How to find sections and Subsections present in Word Document

Posted on 2014-10-14
Last Modified: 2014-10-31
Assume document with the following section and sub sections

1   Example
      1.1      Example
      1.2      Example
            1.2.1      Example
2      Example
      2.1      Example
            2.1.1      Example
•      Level 1
o      Level 2
      Level 3
      Level4
            2.1.2       Example
               a      Example
                     a.1 Example

How to find count of each section have how many subsections Using C# or ASP,net?
Question by:mannevenu26
1 Comment
It is difficult to parse Microsoft Word format, as there have been many releases and versions of it.  What works in one release may not work in the next.

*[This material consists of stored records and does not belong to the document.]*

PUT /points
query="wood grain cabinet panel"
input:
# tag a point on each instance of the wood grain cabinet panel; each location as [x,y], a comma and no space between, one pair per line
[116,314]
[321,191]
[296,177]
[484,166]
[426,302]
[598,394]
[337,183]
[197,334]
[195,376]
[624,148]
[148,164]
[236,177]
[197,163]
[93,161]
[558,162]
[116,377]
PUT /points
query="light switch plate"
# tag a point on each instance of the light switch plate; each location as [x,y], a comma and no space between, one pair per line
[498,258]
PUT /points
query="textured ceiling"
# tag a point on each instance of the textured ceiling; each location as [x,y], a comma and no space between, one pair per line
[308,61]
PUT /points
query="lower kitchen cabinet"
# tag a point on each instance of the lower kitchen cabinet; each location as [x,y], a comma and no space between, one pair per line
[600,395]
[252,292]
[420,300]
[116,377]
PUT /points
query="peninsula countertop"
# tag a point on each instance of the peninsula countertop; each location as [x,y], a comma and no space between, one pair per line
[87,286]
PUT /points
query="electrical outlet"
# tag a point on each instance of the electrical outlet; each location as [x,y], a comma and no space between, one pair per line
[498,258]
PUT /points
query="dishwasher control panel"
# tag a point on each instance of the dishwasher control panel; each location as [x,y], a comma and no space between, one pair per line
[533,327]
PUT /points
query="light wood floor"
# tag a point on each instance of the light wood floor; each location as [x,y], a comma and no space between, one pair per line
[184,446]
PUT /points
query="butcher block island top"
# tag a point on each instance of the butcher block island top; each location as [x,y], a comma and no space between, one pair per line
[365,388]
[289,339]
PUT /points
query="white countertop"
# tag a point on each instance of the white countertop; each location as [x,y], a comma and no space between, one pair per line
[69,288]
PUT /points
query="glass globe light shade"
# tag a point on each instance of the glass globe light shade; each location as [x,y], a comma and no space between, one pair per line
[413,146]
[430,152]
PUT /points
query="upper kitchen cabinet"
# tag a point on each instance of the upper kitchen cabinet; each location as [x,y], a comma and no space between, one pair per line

However, if you open the Word document and save it in Rich Text Format, parsing an RTF file is far easier.  RTF files are a human-readable text markup language.  Search for the section separator tags (which one you need to search for depends on how the sections were created, so I can't be specific here), count them, and you're done.

In RTF, the file looks like this:

{\rtf1\ansi\ansicpg1252\uc1 \deff0\deflang1033\deflangfe1033{\fonttbl{\f0\froman\fcharset0\fprq2{\*\panose 02020603050405020304}Times New Roman;}{\f16\froman\fcharset238\fprq2 Times New Roman CE;}{\f17\froman\fcharset204\fprq2 Times New Roman Cyr;}
{\f19\froman\fcharset161\fprq2 Times New Roman Greek;}{\f20\froman\fcharset162\fprq2 Times New Roman Tur;}{\f21\froman\fcharset186\fprq2 Times New Roman Baltic;}}{\colortbl;\red0\green0\blue0;\red0\green0\blue255;\red0\green255\blue255;
\red128\green128\blue128;\red192\green192\blue192;}{\stylesheet{\widctlpar\adjustright \fs20\cgrid \snext0 Normal;}{\*\cs10 \additive Default Paragraph Font;}}{\*\listtable{\list\listtemplateid67698703\listsimple{\listlevel\levelnfc0\leveljc0\levelfollow0
\levelstartat1\levelspace0\levelindent0{\leveltext\'02\'00.;}{\levelnumbers\'01;}\fi-360\li360\jclisttab\tx360 }{\listname ;}\listid888301111}}{\*\listoverridetable{\listoverride\listid888301111\listoverridecount0\ls1}}{\info
{\title Page \{ PAGE \} of Section \{ SECTION \}}{\author Windows User}{\operator Windows User}{\creatim\yr2014\mo10\dy14\hr21\min24}{\revtim\yr2014\mo10\dy14\hr21\min24}{\version2}{\edmins0}{\nofpages2}{\nofwords16}{\nofchars94}{\*\company  }
{\nofcharsws115}{\vern59}}\widowctrl\ftnbj\aenddoc\formshade\viewkind4\viewscale75\pgbrdrhead\pgbrdrfoot \fet0\sectd \linex0\endnhere\sectdefaultcl {\*\pnseclvl1\pnucrm\pnstart1\pnindent720\pnhang{\pntxta .}}{\*\pnseclvl2
\pnucltr\pnstart1\pnindent720\pnhang{\pntxta .}}{\*\pnseclvl3\pndec\pnstart1\pnindent720\pnhang{\pntxta .}}{\*\pnseclvl4\pnlcltr\pnstart1\pnindent720\pnhang{\pntxta )}}{\*\pnseclvl5\pndec\pnstart1\pnindent720\pnhang{\pntxtb (}{\pntxta )}}{\*\pnseclvl6
\pnlcltr\pnstart1\pnindent720\pnhang{\pntxtb (}{\pntxta )}}{\*\pnseclvl7\pnlcrm\pnstart1\pnindent720\pnhang{\pntxtb (}{\pntxta )}}{\*\pnseclvl8\pnlcltr\pnstart1\pnindent720\pnhang{\pntxtb (}{\pntxta )}}{\*\pnseclvl9\pnlcrm\pnstart1\pnindent720\pnhang
{\pntxtb (}{\pntxta )}}\pard\plain \widctlpar\adjustright \fs20\cgrid {Page \{ PAGE \} of Section \{ SECTION \}
\par \sect }\sectd \sbknone\linex0\endnhere\sectdefaultcl \pard\plain \widctlpar\adjustright \fs20\cgrid {
\par Page \{ PAGE \} of Section \{ SECTION \}
\par \sect }\sectd \linex0\endnhere\sectdefaultcl \pard\plain \widctlpar\adjustright \fs20\cgrid {
\par Page \{ PAGE \} of Section \{ SECTION \}
\par }}

In this example, search for occurrence of "\par \sect" to count sections.